# CIS-E suddenly runs pig rich



## chois (May 12, 2000)

OK so after our race on Sunday our car was running fine. Finished 2nd, turned the fastest race lap, ran great. It was running fine as we idled over to impound, ran fine as we pulled it off the scales to the impound area, started fine when we were released 15min later and died 10 ft later.
Then it was damn hard to get restarted and would not idle, requried constant throttle feathering to keep it going, and was spitting and popping. I was able to coax it over to, and on to our trailer, but it just ain't a happy motor.
My first thought is potential failure in coolant temp circuit, which could cause the DPR to go very rich (open circuit = cold). I pulled the WOT connector and cold start injector to make sure it would not get more fuel when I was trying to restart it.
Any other suggestions?
Current Setup:
CIS-E
There is no O2 sensor
There is no knock box
Coolant temp sensor based fuel enrichment (potentiometer in line with sensor, triggered by WOT switch)
The car has run fine like this for several years, so no it is not the lack of either that caused the problem.
It ran fine on the dyno a week earlier with AFR climbing from 12.6-13.6 through the power band (3500-6700rpm)
We have 4 weeks to make it right, any suggestions are appreciated.


----------



## rorin8v (Oct 15, 2007)

first thought i got was vacuum leak. 
or a sensor going bad.


----------



## chois (May 12, 2000)

Vacuum leak is one to check, but it seems that would give lean, rather than rich results.
I agree on the sensor - if the CTS fails 'open' it could mess things up. There are not any other sensors (other than the MAF potentiometer) talking to the ecu to worry about.


----------



## WackyWabbitRacer (Apr 24, 2001)

*Re: CIS-E suddenly runs pig rich (chois)*


_Quote, originally posted by *chois* »_Then it was damn hard to get restarted and would not idle, requried constant throttle feathering to keep it going, and was spitting and popping. I was able to coax it over to, and on to our trailer, but it just ain't a happy motor. 

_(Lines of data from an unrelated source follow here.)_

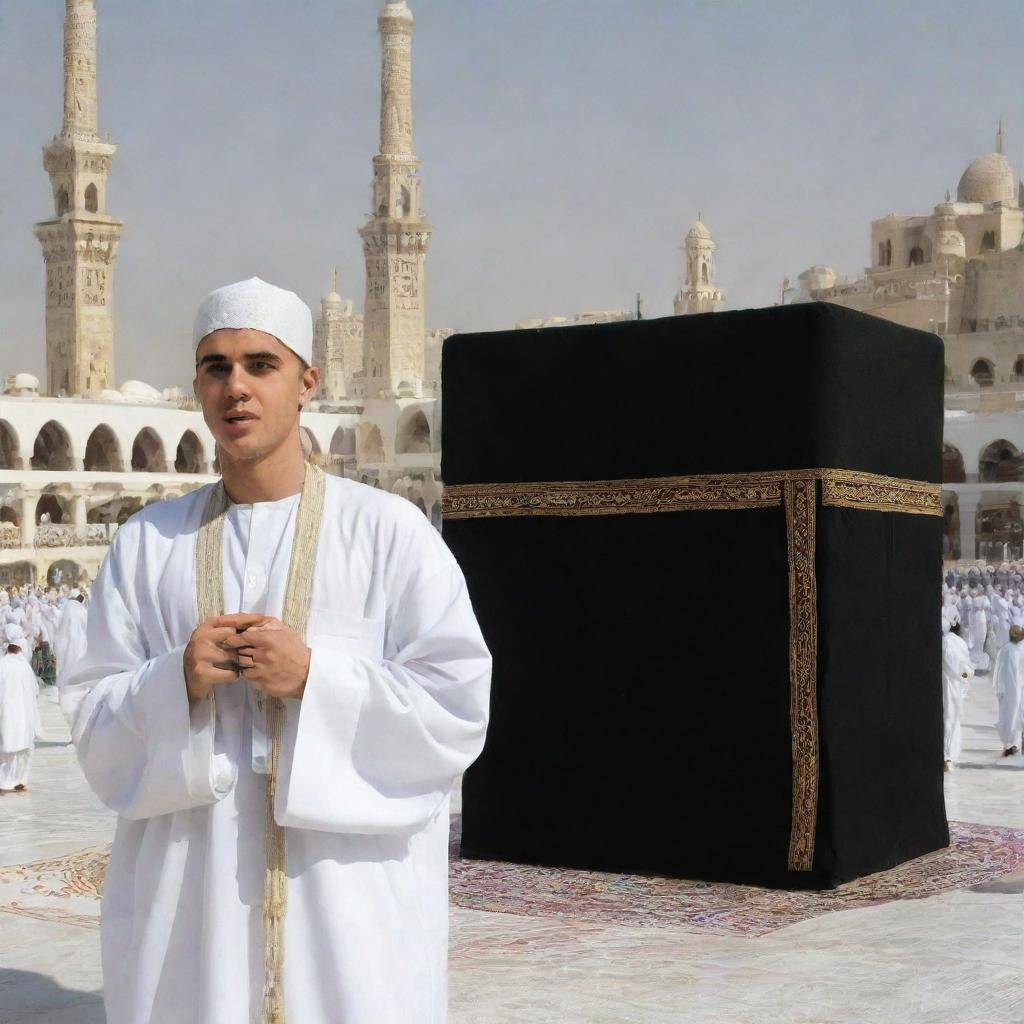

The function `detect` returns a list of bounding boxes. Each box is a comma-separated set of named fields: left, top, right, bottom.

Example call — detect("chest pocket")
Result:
left=309, top=607, right=384, bottom=662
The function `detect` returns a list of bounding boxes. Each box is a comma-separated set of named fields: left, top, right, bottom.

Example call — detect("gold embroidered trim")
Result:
left=441, top=469, right=942, bottom=519
left=196, top=463, right=327, bottom=1024
left=784, top=480, right=818, bottom=871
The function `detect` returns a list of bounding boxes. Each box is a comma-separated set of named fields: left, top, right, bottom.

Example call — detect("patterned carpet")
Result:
left=0, top=817, right=1024, bottom=937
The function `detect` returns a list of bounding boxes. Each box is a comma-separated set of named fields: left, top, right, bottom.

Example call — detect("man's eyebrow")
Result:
left=196, top=352, right=281, bottom=367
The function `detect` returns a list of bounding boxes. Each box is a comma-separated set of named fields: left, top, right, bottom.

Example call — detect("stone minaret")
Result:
left=359, top=0, right=430, bottom=398
left=673, top=217, right=725, bottom=316
left=35, top=0, right=122, bottom=395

The symptom sounds very much like a significant vacuum leak causing a lean fuel condition. 
Are you running CIS? If so, the reason that I said a lean condition is because "constant throttle feathering" would cause the Air Sensor Plate to raise. If a CIS engine will not idle, the normal reason is a vacuum leak after the Air Sensor Plate. Spitting & popping are typical indications of a lean mixture.
On the MK1 throttle body, the Air Idle Screw was infamous for becoming loose and dropping out the TB. This causes a condition similar to your symptom. I mention this as I don't know the generation of VW that you are racing.
Cheers, WWR.


----------



## chois (May 12, 2000)

I did a quick feel around the intake when it first happened and didn't find anything, but I agree with the logic.
Should pull the car off the trailer and look at it tonight or tomorrow night. I will report back what we find.


----------



## Kanoa9321 (Jun 20, 2002)

*Re: (chois)*

On my Rabbit this exact same thing happened, was fine on track then at idle it was weird but if you gave it alot of gas it was fine. Turned out to be a vacuum leak


----------



## chois (May 12, 2000)

I will have time to check it out today.


----------



## chois (May 12, 2000)

Well - that was really weird.
It was not a vacuum leak - I checked in detail, looked, felt, squeezed, pulled every possible connection (I did find that I should replace the brake booster piping very soon). 
Then started it up - same situation - running very rich, and hardly idling.
Pulled the cold start injector connector off, and pulled the CTS plug and jumpered it with a wire.
Sprayed potential leak points with carb cleaner, no difference.
Pulled each plug wire individually - no difference.
It was so rich, I decided to just give the flow plate adjustment a tweak. I started with 1/4 turn ccw, and it seemed to smooth out a bit. So I kept going. I ended up going a full 1-3/8 turns ccw, and it is idling and revving as cleanly as ever.
Next up - I will trigger the enrichment system to see if it is working. All I can think of right now are two possibilities.
1. There was some sort of flow restriction in the system from when I changed injector lines and injectors last month.
2. The fuel enrichment is 'stuck on' making it run with the added fuel I want at WOT when idling.
I will let you know what I find.
Unfortunately this means that all my dyno time 2 weeks ago will need to be repeated to get the fueling right after messing with every part of the system. I realy like the guys at GRD, and Tuan is a great help in tuning the car, but it's a shame to have to invest another day at their shop because of somethign that I let fail on the car...


----------



## chois (May 12, 2000)

Just ran out and restated fine. Manually switched the fuel enrichment, and got no change - so that is where I will start.


----------



## WackyWabbitRacer (Apr 24, 2001)

*Re: (chois)*


_Quote, originally posted by *chois* »_It was so rich, I decided to just give the flow plate adjustment a tweak. I started with 1/4 turn ccw, and it seemed to smooth out a bit. So I kept going. I ended up going a full 1-3/8 turns ccw, and it is idling and revving as cleanly as ever.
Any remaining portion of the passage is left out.